Tendências de Mercado – 31 de janeiro 2023

As cotações passaram parte do dia em território negativo, pressionadas pelo óleo de palma mais fraco, pelo mercado financeiro mais avessos ao risco, pelo certo exagero na recuperação de ontem, pelo reposicionamento de final de mês por parte dos fundos e pelos preços mais baixos do petróleo. Com
o passar do dia a bolsa tomou outro rumo com os preços do petróleo reagindo, com os mercados
financeiros globais se acalmando e com os olhos voltados mais uma vez para o tempo na Argentina.
Embora tenha ocorrido uma pequena mudança nas previsões (que agora apontam chance um pouco
maior de chuvas), essas, não amenizam o fato das lavouras ainda continuarem sob estresse continuo no
país vizinho. Entre mortos e feridos, salvaram-se todos e o fechamento rondou a estabilidade. Novo
capítulo amanhã no mesmo horário.

O roteiro dos preços do dia no milho seguiram mais ou menos a mesma ordem da seqüência vista nas cotações da soja; mercados financeiros; Desce e sobe do petróleo, reposicionamento dos fundos e um ritmo das exportações americanas consideradas lentas. Os fatores se alteraram um pouco durante o dia, mas não foram suficientemente fortes para mudar o quadro que terminou com piora nos preços ao fechamento.

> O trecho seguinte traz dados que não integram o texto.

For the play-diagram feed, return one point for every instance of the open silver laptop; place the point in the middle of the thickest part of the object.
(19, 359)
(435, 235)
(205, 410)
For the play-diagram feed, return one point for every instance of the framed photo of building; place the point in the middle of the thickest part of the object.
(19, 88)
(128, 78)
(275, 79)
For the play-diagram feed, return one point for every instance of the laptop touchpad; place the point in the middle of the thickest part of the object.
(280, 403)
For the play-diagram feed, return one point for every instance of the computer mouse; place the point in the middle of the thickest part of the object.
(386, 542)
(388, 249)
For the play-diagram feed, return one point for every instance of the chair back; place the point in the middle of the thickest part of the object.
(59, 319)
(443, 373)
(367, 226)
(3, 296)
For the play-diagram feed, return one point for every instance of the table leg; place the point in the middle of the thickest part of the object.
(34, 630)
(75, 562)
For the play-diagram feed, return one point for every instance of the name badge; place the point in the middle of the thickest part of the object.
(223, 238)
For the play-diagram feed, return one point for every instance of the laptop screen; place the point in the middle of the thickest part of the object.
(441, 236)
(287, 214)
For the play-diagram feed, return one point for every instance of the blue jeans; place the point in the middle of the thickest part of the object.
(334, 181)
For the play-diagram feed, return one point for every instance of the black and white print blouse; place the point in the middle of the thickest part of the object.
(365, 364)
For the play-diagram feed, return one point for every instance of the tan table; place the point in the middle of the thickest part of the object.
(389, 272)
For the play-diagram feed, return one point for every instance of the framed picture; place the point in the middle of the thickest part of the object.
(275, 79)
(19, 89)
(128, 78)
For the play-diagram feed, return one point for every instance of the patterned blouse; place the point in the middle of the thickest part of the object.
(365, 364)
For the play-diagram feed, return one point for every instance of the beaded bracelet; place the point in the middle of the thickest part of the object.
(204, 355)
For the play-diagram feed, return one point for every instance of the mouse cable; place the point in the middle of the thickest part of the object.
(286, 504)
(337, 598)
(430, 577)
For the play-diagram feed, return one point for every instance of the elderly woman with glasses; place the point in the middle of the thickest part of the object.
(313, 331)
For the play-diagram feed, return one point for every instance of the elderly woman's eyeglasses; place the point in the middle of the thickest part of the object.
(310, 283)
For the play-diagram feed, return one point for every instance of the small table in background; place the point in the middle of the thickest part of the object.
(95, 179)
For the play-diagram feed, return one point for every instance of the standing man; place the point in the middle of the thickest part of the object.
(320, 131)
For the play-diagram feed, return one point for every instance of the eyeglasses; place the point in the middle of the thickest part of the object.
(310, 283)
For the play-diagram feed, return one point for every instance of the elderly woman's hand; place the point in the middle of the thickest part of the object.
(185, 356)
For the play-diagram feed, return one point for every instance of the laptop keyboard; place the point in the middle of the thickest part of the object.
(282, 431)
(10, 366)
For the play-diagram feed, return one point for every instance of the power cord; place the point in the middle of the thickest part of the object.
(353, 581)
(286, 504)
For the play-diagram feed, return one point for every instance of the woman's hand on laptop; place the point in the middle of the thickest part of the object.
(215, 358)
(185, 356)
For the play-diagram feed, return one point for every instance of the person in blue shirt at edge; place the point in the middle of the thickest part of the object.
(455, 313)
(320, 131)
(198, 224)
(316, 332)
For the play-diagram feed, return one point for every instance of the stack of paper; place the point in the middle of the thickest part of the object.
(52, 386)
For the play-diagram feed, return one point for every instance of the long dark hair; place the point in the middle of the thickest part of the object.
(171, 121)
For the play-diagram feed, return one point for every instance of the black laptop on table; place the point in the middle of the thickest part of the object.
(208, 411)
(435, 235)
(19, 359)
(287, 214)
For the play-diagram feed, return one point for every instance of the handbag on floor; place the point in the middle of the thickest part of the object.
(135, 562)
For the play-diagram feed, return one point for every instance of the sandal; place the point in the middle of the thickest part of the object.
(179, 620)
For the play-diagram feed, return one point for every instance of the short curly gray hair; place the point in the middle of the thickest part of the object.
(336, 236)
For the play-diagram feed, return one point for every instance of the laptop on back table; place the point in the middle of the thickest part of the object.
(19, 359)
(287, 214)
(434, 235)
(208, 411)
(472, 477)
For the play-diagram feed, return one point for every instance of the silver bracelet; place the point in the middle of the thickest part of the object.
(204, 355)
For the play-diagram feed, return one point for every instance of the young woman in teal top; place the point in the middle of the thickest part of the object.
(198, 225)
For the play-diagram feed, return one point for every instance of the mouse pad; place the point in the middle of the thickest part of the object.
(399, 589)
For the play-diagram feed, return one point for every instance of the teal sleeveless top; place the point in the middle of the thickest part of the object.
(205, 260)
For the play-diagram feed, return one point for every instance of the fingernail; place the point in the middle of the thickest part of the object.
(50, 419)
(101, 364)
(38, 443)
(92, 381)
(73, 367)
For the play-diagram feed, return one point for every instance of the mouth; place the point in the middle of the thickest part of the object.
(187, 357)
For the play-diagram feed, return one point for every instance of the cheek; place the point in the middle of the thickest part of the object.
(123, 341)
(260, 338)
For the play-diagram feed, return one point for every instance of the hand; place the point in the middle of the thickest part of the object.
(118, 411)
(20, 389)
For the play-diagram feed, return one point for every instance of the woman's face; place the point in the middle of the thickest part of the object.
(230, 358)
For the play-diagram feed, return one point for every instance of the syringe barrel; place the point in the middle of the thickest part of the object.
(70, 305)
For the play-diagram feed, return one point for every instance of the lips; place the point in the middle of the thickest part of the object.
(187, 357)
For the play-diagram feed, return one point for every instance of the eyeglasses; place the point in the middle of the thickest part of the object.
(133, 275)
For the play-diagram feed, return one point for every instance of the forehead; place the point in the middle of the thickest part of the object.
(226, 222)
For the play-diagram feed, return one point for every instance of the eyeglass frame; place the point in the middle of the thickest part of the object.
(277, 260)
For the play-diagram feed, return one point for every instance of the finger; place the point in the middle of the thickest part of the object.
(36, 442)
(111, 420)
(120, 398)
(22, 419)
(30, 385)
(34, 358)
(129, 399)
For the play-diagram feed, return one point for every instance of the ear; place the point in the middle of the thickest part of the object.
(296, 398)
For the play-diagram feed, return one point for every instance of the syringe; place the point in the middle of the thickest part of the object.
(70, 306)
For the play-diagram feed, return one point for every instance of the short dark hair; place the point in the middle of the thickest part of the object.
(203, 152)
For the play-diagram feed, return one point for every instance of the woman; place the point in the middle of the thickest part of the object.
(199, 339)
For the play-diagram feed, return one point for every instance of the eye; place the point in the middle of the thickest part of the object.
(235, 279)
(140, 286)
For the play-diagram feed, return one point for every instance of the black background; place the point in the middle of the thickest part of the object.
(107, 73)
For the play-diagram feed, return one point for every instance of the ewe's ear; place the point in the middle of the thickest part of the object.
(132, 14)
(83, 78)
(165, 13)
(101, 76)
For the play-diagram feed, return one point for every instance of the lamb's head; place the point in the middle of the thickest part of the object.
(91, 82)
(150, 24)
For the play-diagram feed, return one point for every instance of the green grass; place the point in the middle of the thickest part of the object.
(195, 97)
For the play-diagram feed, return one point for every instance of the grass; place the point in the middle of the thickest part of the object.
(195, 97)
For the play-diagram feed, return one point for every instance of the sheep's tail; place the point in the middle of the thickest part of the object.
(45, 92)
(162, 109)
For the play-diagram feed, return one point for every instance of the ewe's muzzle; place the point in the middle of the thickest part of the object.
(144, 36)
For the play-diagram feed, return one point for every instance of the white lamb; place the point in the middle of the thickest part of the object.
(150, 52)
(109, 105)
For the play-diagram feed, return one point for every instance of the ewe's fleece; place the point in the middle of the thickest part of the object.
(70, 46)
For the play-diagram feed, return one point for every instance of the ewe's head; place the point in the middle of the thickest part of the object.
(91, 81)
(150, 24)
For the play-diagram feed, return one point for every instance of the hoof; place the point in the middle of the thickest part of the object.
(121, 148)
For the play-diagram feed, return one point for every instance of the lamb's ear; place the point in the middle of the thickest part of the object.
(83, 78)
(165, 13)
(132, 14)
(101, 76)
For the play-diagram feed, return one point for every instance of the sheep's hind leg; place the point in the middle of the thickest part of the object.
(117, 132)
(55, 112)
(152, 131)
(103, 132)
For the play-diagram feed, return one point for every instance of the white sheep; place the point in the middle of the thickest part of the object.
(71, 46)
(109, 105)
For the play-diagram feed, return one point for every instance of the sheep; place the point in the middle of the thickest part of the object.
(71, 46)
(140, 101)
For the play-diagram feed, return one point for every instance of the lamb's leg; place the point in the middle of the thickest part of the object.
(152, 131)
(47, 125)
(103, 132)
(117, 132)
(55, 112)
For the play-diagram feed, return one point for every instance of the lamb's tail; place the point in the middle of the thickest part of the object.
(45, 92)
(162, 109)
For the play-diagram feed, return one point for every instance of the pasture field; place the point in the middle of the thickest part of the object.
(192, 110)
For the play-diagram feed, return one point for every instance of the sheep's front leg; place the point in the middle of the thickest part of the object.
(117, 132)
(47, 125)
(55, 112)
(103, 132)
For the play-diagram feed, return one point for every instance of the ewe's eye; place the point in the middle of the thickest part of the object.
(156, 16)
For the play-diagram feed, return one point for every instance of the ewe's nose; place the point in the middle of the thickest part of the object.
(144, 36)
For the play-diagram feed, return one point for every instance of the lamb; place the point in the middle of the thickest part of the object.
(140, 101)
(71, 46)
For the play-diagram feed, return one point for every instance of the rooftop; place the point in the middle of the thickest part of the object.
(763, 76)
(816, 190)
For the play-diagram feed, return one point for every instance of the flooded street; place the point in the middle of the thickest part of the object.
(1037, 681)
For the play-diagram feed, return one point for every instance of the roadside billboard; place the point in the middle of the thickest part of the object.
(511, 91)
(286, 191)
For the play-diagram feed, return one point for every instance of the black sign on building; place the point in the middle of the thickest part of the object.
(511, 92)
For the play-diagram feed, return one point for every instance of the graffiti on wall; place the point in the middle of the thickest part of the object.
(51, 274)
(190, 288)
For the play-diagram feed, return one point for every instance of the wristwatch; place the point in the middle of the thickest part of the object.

Os investidores aguardam notícias sobre as lavouras de inverno norte-americanas, que vêm sofrendo com a segunda onda de frio intenso nesta temporada, em especial nas Planícies dos EUA. Houve leve melhora nas condições no Kansas, o principal produtor de trigo de inverno do país. Mas houve drástica piora em Oklahoma, o terceiro maior produtor, conforme o Departamento de Agricultura dos Estados Unidos (USDA).